CHAPTER 91 Manipulation and Manual Methods
INTRODUCTION
Central axis pain is, perhaps, the core enigma of spine disorders. The diagnosis is one often made by exception and involving many forms of trial therapy before conclusion. Like all other sources of spine pain, the diagnosis may be confounded by the presence of other potential pain generators that have overlapping clinical and physical symptoms. Discogenic pain has variable presentation from primary, centralized aching spinal and paraspinal pain to bizarre sclerotomal pain of the lower extremities. Severity may wax and wane as patients undergo differing levels of weight-bearing load to their spine with episodes of overstrain to the disc material. Various forms of treatment from medication to spinal manipulation give relief that is temporary. Exercise may be relieving or aggravating. In a retrospective study, Smith and colleagues1 noted that 68% of patients with positive discography improved without surgery over a 4-year interval while 24% deteriorated. Some patients require more treatment to relieve their suffering than others. However, weight-bearing and activity intolerance is a consistent pattern among the various presentations of central axis pain.
The key purposes for providing treatments (Fig. 91.1) are to relieve suffering, improve function, and maximize healing capacity.

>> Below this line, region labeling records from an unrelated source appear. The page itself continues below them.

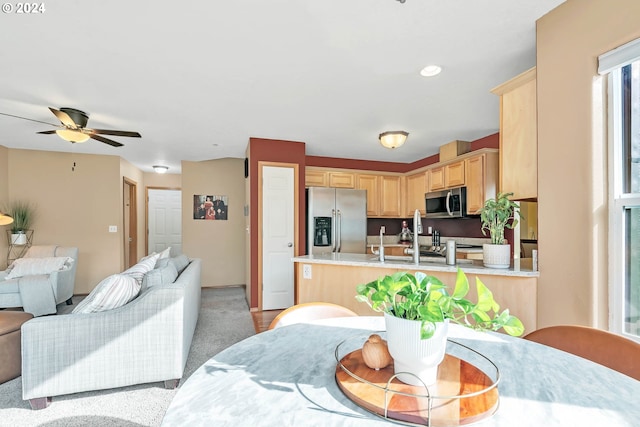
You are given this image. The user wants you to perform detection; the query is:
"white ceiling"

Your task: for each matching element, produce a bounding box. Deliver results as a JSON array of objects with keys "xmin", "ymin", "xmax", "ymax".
[{"xmin": 0, "ymin": 0, "xmax": 563, "ymax": 173}]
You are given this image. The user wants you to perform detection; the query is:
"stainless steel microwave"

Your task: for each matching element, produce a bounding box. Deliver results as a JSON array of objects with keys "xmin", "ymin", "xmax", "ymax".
[{"xmin": 425, "ymin": 187, "xmax": 467, "ymax": 218}]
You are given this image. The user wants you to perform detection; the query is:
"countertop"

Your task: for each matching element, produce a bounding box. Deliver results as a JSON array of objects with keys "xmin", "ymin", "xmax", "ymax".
[{"xmin": 293, "ymin": 253, "xmax": 539, "ymax": 277}]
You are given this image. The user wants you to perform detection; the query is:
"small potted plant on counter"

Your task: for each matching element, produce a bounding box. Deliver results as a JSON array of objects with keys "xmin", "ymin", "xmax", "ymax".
[
  {"xmin": 478, "ymin": 193, "xmax": 520, "ymax": 268},
  {"xmin": 7, "ymin": 201, "xmax": 34, "ymax": 245},
  {"xmin": 356, "ymin": 269, "xmax": 524, "ymax": 386}
]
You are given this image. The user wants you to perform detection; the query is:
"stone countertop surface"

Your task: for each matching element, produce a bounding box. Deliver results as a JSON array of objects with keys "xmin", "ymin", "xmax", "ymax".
[{"xmin": 292, "ymin": 253, "xmax": 540, "ymax": 277}]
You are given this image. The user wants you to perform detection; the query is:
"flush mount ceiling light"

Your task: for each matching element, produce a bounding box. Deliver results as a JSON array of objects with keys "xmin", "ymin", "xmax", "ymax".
[
  {"xmin": 378, "ymin": 130, "xmax": 409, "ymax": 148},
  {"xmin": 153, "ymin": 165, "xmax": 169, "ymax": 173},
  {"xmin": 420, "ymin": 65, "xmax": 442, "ymax": 77},
  {"xmin": 56, "ymin": 129, "xmax": 89, "ymax": 142}
]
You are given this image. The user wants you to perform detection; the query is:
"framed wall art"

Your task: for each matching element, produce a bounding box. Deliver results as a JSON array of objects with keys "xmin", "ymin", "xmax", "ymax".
[{"xmin": 193, "ymin": 195, "xmax": 229, "ymax": 220}]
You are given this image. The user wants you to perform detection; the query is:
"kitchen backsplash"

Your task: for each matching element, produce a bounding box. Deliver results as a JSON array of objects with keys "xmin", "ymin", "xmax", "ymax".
[{"xmin": 367, "ymin": 217, "xmax": 513, "ymax": 247}]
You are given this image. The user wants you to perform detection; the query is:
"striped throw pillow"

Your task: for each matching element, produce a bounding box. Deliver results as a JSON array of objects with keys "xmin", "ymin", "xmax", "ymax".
[
  {"xmin": 72, "ymin": 274, "xmax": 140, "ymax": 313},
  {"xmin": 122, "ymin": 254, "xmax": 160, "ymax": 285}
]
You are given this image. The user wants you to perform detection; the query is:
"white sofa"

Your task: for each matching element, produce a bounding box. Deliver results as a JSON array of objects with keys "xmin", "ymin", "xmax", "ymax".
[
  {"xmin": 22, "ymin": 259, "xmax": 201, "ymax": 409},
  {"xmin": 0, "ymin": 245, "xmax": 78, "ymax": 316}
]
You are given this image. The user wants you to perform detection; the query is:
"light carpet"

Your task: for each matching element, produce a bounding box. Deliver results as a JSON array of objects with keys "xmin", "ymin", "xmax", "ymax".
[{"xmin": 0, "ymin": 287, "xmax": 255, "ymax": 427}]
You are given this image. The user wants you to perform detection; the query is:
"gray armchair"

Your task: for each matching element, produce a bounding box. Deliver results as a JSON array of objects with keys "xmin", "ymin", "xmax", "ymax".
[{"xmin": 0, "ymin": 245, "xmax": 78, "ymax": 316}]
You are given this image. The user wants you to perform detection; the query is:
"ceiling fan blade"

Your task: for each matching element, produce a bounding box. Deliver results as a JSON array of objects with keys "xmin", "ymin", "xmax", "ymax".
[
  {"xmin": 0, "ymin": 113, "xmax": 60, "ymax": 127},
  {"xmin": 85, "ymin": 129, "xmax": 142, "ymax": 138},
  {"xmin": 89, "ymin": 135, "xmax": 122, "ymax": 147},
  {"xmin": 49, "ymin": 107, "xmax": 78, "ymax": 129}
]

The nonoperative allopathic methods most often employ biochemical mediators to manage symptoms, followed by biomechanical interventions to modify loading of the spinal tissues to reduce local stress concentrations and strengthen core muscles while maximizing pain-free flexibility. The chiropractic methods seek to minimize or alter local physical tissue stress through the use of applied forces and moments, followed by interventions to modify behaviors that load the tissues, strengthen muscle and increase trunk stiffness, and improve pain-free flexibility. Should either approach be insufficient, a surgical consultation can be considered. The practical difference, ignoring the debates over disciplinary jargon, is the relative emphasis on the best means to reduce tissue stress, inflammation, and pain. The allopathic view relies heavily on chemical intervention to block pain and suppress inflammation followed by efforts to reduce tissue stress. The chiropractic view prefers to alter the mechanical environment, allowing inflammation and pain to subside. Patients often consult both types of care simultaneously without disclosing to either. Increasing professional interactions between the groups suggest that a meaningful number of cases may benefit from both approaches.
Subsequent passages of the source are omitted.